Home Depot share price history
Home Depot was founded in 1978 by now-billionaires Arthur Blank and Bernie Marcus, along with help from banker Ken Langone and merchandising expert Pat Farrah. After nearly a year developing its first store, Home Depot opened its first two locations in Atlanta the following year.
From its inception, Home Depot placed an emphasis on the customer. In fact, Blank and Marcus envisioned their home-improvement stores being staffed by avid DIYers whose job would be to help customers of all skill levels complete any project rather than salespeople simply hoping to make another sale. This potent combination of business concept and innovative approach to service produced results that speak for themselves, as you can see from this graphic provided by the company.
Home Depot conducted its IPO on September 22, 1981, trading at that time on the Nasdaq under the ticker symbol HOMD. Its shares entered the market at $12 per share, though Home Depot also conducted stock splits on nine separate occasions in the intervening years. This means one share of Home Depot at the time of its IPO has increased to 45.4 shares today. This rapid increase in share count combined with the 10 times increase in Home Depot stock's price per share translates into a truly unbelievable 493,000% return, and that doesn't factor in the extra compounding power for investors who reinvested their dividends.

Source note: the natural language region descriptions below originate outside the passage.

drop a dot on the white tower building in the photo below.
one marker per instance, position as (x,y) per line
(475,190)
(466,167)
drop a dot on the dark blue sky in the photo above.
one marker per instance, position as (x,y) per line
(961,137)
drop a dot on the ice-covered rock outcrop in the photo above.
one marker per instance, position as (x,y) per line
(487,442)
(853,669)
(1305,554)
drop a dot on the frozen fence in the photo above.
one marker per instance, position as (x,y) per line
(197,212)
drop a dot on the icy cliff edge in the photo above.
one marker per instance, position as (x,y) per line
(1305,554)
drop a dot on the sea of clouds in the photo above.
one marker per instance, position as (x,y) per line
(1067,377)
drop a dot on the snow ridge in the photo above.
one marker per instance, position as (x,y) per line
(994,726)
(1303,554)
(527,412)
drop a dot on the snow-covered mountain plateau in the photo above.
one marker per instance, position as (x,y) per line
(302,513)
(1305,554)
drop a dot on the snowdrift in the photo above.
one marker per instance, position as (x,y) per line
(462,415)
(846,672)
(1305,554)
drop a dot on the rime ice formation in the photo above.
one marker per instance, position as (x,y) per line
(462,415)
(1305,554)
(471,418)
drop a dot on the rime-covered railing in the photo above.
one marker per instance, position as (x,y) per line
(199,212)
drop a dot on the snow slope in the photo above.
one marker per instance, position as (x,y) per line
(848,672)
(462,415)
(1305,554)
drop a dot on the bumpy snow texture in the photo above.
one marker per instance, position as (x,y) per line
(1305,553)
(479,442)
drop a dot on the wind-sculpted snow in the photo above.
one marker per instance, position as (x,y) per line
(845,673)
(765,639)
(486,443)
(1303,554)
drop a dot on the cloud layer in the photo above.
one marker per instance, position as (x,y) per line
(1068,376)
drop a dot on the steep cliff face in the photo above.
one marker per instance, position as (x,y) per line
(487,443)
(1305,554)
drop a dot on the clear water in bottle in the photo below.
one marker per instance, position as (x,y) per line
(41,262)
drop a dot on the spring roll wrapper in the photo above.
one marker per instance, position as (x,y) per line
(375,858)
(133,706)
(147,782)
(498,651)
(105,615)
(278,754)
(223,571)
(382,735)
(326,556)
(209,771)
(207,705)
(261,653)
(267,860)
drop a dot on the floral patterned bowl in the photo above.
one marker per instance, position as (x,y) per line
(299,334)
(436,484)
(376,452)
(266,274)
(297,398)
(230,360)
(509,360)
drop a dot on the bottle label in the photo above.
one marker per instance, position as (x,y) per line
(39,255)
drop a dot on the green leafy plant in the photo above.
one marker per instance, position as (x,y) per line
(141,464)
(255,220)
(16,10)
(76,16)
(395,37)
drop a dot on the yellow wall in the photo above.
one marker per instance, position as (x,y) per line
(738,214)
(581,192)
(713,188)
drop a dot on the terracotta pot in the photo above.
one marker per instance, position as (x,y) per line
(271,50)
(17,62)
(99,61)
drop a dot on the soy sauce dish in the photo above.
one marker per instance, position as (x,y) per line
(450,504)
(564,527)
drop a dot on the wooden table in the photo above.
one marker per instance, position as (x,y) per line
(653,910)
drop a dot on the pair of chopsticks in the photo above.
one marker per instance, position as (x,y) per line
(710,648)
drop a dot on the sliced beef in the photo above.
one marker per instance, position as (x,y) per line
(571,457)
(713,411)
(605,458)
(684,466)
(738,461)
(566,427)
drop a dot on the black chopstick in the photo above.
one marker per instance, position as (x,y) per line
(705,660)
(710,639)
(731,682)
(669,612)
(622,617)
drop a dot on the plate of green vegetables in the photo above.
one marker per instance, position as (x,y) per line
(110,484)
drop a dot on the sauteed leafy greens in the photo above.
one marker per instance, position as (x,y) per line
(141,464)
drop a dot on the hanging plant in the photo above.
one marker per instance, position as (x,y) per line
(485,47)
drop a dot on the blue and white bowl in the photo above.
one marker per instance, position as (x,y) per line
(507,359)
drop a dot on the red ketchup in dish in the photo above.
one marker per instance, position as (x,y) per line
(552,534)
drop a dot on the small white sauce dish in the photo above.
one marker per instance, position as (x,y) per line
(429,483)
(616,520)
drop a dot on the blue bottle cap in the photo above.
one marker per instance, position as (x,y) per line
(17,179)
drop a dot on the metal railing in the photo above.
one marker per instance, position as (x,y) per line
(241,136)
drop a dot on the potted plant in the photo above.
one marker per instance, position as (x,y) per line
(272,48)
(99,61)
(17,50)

Home Depot's investment outlook today
Today, Home Depot is a large, mature company. However, it would be a mistake to assume that the home-improvement stock can't keep delivering strong returns for its shareholders for years to come. Here's a quick chart of Home Depot's current key investment metrics.
Home Depot Inc.
It might surprise investors to learn that the company hasn't opened a new store in the past three years and has no plans to do so in 2016. Despite this same-store sales growth has easily outpaced that of its key rival Lowe's, thanks to savvy integration of its e-commerce offerings and its efforts to attract professional craftsman.
More impressive yet, Home Depot's investment thesis isn't solely predicated on its top-line growth. In recent years, Home Depot's management has sharply focused on cost controls. For example, the company projects that its costs will grow at a mere 32% percent of its sales growth rate, which translates to impressive operating leverage driving disproportionately large gains in profit growth. Case in point: Home Depot's 2016 guidance calls for 5% sales growth and 16% profit growth. Looking to the future, the average of sell-side analyst estimate calls for Home Depot to compound its earnings per share at a 13.4% annually for the next five years. Now, that's the sign of a high-quality business.
Given Home Depot's impressive business model, it should come as no surprise that its stock doesn't seem like an obvious bargain today. However, the company's price-to-earnings ratio does still sit slightly below the 24 times P/E ratio of the S&P 500. The company hasn't maintained a perfect streak of dividend growth, but its 2.1% dividend yield and flexible balance sheet certainly leave room for future dividend increases and stock buybacks. In fact, it's hard to point out a glaring defect in Home Depot's investment prospects, making it a fantastic option for investors to consider adding to their stock portfolios today.